Les motivations de l’automobiliste qui a attaqué des militaires devant la mosquée de Valence

AFP – L’enquête se poursuit pour connaître les motivations de l’automobiliste qui a attaqué, vendredi 1er janvier, des militaires stationnés devant la grande mosquée de Valence (Drôme). Des « images de propagande djihadiste » ont été retrouvées sur l’ordinateur de l’agresseur, mais le parquet de Valence a affirmé samedi que la piste terroriste restait pour l’instant écartée.

Ce qu’il s’est passé

Un homme a foncé en voiture, vendredi, sur quatre militaires postés devant la grande mosquée de Valence. Le véhicule est revenu à la charge et les militaires ont ouvert le feu au deuxième assaut, blessant grièvement le conducteur au bras et à la jambe. L’un des quatre militaires a été touché par le véhicule et légèrement blessé au genou et au tibia. Un fidèle, âgé de 72 ans, a aussi été légèrement blessé à une jambe par une balle perdue.

Que sait-on de l’agresseur ?

Le conducteur du véhicule est âgé de 29 ans et originaire de Bron, dans la banlieue lyonnaise. Inconnu des services de police, il a été hospitalisé puis opéré à Valence, sous le régime de la garde à vue. Le procureur de la République de Valence, Alex Perrin, a affirmé que l’homme avait « manifestement (…) agi en solitaire ».

Des motivations « pour l’instant inexplicables »

Pour le procureur, l’agresseur, qui aurait dit « Allahou akbar ! » (« Dieu est le plus grand ! ») lors de l’attaque, semble avoir « un lien avec une certaine religiosité ». Mais « rien ne renvoie à l’appartenance à un réseau quelconque » et ses motivations sont « pour l’instant inexplicables ».

Dans des propos « confus » aux secouristes, l’homme a dit qu’il souhaitait « tuer des militaires » parce que « des militaires tuaient des gens ». Dans les instants suivant sa neutralisation, l’homme a dit souhaiter « être tué par des militaires, comme si c’était une façon de se présenter comme un martyr ».

Où en est l’enquête ?

Le parquet a décidé d’écarter pour le moment la piste terroriste.
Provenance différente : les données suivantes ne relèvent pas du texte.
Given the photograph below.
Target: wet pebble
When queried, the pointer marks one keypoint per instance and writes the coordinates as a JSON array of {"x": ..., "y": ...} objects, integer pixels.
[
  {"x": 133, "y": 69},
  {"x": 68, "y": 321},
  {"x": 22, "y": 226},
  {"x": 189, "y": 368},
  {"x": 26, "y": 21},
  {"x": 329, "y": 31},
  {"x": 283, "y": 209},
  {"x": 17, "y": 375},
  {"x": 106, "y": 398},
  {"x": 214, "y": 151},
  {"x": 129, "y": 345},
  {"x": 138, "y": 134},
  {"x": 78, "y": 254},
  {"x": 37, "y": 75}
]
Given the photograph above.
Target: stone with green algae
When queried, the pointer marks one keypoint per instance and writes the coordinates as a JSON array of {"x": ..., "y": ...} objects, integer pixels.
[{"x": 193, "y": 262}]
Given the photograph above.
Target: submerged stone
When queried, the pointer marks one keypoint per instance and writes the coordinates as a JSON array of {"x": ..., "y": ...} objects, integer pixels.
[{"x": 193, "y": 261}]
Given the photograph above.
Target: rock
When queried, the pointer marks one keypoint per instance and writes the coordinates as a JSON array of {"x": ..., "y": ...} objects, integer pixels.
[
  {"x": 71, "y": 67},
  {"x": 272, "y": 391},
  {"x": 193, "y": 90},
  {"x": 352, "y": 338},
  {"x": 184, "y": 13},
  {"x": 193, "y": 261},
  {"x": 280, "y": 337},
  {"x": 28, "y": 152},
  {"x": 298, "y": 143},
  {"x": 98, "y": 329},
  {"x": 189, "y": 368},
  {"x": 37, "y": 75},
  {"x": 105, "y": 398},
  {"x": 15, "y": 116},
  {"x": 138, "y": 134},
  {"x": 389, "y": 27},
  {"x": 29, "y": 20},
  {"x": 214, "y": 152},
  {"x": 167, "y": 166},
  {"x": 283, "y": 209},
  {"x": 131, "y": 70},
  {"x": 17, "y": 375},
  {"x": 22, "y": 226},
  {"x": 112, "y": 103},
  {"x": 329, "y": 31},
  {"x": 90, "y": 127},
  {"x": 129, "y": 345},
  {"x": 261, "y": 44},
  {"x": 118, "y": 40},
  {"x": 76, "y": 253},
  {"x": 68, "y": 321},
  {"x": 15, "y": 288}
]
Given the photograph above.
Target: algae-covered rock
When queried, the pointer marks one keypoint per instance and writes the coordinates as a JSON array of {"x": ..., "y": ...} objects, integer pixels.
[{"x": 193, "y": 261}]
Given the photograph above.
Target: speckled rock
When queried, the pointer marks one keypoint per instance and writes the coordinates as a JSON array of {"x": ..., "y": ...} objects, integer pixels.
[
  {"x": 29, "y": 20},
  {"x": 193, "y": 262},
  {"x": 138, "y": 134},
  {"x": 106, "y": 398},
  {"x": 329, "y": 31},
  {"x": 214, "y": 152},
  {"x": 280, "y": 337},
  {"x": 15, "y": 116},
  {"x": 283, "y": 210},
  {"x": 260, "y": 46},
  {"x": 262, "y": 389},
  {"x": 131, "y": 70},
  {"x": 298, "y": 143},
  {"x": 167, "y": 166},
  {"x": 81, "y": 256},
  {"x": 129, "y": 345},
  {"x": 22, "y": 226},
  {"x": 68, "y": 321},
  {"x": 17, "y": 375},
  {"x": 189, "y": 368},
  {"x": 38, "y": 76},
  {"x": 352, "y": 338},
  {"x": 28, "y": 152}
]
Ni arme ni explosif n’ont été trouvés à l’intérieur de la Peugeot 307 break rouge utilisée par l’agresseur. Une information judiciaire pour « tentative d’homicide sur personnes dépositaires de l’autorité publique » sera ouverte dimanche à Valence. La section antiterroriste du parquet de Paris a décidé de ne pas se saisir du dossier.

Des « images de propagande djihadiste » ont été retrouvées par les enquêteurs sur son ordinateur, mais celles-ci « peuvent être tout à fait trouvées par n’importe qui sur Internet » a précisé M. Perrin.

Lors de sa première audition à l’hôpital dans l’après-midi, le suspect « n’a pas contesté la matérialité [des faits] et sa volonté effectivement de renverser les militaires, de les agresser, de les tuer peut-être aussi »,. Dans le même temps, des témoins, le voisinage et la famille ont été entendus par les enquêteurs afin de tenter de déterminer les motivations de l’agresseur.